Is a Blog Really Necessary?
Updated: Mar 17
There's a fierce debate happening in the search marketing world all about blogs. Some say they're no longer required for modern, connected companies. Others say they're critical. My answer: It depends.
The Case for Blogging
There are plenty of great things companies can accomplish with a blog, and arguably, those things are impossible to do without one.
Blogs make sense because they allow you to:
Generate linkable content. This is critical for companies hoping to leverage social media and email marketing. Those channels work best when you have new, fresh content on your website. Why should anyone read your product descriptions (again) or your About Us page (which no one likes)? A blog is something new, and it's almost guaranteed to capture interest.

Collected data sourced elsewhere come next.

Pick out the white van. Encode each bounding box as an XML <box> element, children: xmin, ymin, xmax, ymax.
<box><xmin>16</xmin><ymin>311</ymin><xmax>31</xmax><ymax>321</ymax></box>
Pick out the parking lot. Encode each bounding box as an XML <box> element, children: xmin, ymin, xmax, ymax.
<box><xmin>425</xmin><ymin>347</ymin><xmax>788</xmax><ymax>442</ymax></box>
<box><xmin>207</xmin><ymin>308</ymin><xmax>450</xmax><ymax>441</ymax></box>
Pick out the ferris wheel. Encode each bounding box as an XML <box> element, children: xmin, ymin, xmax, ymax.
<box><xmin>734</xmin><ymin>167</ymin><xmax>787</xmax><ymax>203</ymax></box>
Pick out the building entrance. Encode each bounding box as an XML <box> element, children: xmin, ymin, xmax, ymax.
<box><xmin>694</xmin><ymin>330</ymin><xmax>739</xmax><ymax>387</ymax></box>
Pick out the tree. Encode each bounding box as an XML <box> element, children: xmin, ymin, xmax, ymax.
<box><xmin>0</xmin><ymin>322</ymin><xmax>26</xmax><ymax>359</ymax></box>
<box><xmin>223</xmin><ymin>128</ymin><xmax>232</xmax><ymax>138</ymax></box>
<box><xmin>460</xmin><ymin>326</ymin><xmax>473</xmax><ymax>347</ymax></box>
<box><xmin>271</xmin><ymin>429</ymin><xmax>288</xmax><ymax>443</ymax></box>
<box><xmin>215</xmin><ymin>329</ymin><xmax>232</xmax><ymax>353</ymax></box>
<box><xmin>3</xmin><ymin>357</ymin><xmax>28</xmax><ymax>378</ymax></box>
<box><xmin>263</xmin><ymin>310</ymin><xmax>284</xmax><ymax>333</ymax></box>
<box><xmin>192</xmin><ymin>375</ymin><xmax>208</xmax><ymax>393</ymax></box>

Chime in on a thorny subject. You may not want to cover every nuance of a product on your product pages. You can discuss it much more effectively on a blog. Here's an example. Your company makes soap, and your products have no palm oil. A blog post about why palm oil is bad for the environment and why you're taking a stand could be incredibly helpful for loyal fans, but too far in the weeds for casual shoppers.
Keep your website fresh. Why should people visit your site over and over when there's nothing new to talk about? Blogs are, by their very nature, made for updating.

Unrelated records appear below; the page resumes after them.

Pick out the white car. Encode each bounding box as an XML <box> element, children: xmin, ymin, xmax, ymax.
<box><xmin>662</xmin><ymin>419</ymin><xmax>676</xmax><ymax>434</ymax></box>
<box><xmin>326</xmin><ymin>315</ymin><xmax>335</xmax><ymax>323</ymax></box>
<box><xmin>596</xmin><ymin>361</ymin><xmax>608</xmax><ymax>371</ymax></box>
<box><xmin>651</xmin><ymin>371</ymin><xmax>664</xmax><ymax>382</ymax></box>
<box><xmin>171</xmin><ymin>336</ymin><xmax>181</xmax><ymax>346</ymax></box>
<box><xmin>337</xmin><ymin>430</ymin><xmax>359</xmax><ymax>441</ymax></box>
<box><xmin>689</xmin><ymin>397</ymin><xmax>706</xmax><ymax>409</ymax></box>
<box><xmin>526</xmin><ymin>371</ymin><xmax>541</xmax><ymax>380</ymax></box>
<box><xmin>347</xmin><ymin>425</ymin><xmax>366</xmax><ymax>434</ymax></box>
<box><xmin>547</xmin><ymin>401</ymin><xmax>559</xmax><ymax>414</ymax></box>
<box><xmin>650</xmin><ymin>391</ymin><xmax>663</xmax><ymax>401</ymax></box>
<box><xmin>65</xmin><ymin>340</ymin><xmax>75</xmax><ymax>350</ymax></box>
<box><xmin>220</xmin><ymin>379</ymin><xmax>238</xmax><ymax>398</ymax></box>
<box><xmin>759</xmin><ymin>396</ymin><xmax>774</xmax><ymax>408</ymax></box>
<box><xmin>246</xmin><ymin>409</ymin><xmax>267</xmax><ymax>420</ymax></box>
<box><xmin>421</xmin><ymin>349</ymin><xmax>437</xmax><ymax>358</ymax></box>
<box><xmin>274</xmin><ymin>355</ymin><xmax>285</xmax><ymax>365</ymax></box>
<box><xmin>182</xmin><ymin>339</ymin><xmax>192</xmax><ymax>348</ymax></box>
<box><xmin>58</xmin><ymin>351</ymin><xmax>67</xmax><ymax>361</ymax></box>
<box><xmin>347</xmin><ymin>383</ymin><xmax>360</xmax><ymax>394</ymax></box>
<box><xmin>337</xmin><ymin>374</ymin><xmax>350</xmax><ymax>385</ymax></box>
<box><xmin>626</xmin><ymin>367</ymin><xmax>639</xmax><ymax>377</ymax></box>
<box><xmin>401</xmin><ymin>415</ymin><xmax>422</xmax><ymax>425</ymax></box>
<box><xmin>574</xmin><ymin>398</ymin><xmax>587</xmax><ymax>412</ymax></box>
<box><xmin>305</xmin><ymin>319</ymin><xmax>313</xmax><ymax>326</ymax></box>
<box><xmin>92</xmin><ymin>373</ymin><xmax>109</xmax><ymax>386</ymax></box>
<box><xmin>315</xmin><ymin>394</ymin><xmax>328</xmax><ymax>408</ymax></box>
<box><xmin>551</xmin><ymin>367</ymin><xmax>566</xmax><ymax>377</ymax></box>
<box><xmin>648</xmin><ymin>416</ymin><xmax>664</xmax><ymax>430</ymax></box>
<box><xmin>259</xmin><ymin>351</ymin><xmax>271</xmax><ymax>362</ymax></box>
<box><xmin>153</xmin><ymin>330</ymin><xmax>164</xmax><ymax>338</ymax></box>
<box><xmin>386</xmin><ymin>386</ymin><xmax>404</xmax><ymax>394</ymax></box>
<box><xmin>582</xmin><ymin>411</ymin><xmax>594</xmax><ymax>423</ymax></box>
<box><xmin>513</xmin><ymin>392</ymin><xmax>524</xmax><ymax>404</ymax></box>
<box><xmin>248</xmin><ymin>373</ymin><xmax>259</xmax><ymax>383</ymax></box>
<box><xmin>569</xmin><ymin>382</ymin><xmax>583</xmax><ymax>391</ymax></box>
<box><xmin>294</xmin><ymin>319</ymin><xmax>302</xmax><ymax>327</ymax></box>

Win critical keywords. Imagine that you want to dominate the SERP for a particular keyword. You could plaster it on product pages and see lift, but if you have a few applicable blogs with the same term, those could also show up.
Where Good Blogs Go Bad
Blogs are almost universally helpful, but they require work and planning. Companies that don't devote the time or effort to them won't see any benefit, and they probably shouldn't be blogging.
Companies go wrong with blogging when they:
Write inconsistently. Have you ever visited a webpage with a dead blog? The last post is from 2-3 years ago, and the advice is woefully out of date. It happens, and it's a reputation killer. If you can't devote ongoing time and space to a blog, don't bother starting one at all.
Aren't planned. Your blog should cover topics close to your heart. When blogs veer from topic to topic, they're less likely to pull down a dedicated fan base.
Become spam magnets. Keyword stuffers love dead blogs. They head to the comments and fill up the space with links to their own websites. (My favorite involves a guru that aims to keep couples together. He shows up in almost every blog comment section I've seen lately). You must manage the comments on your blog. If you can't, turn the comments off altogether.
Final Blog Thoughts
It's my firm belief that the benefits outway the drawbacks. If your company doesn't have a blog now, it's probably worth starting. But remember to manage it well.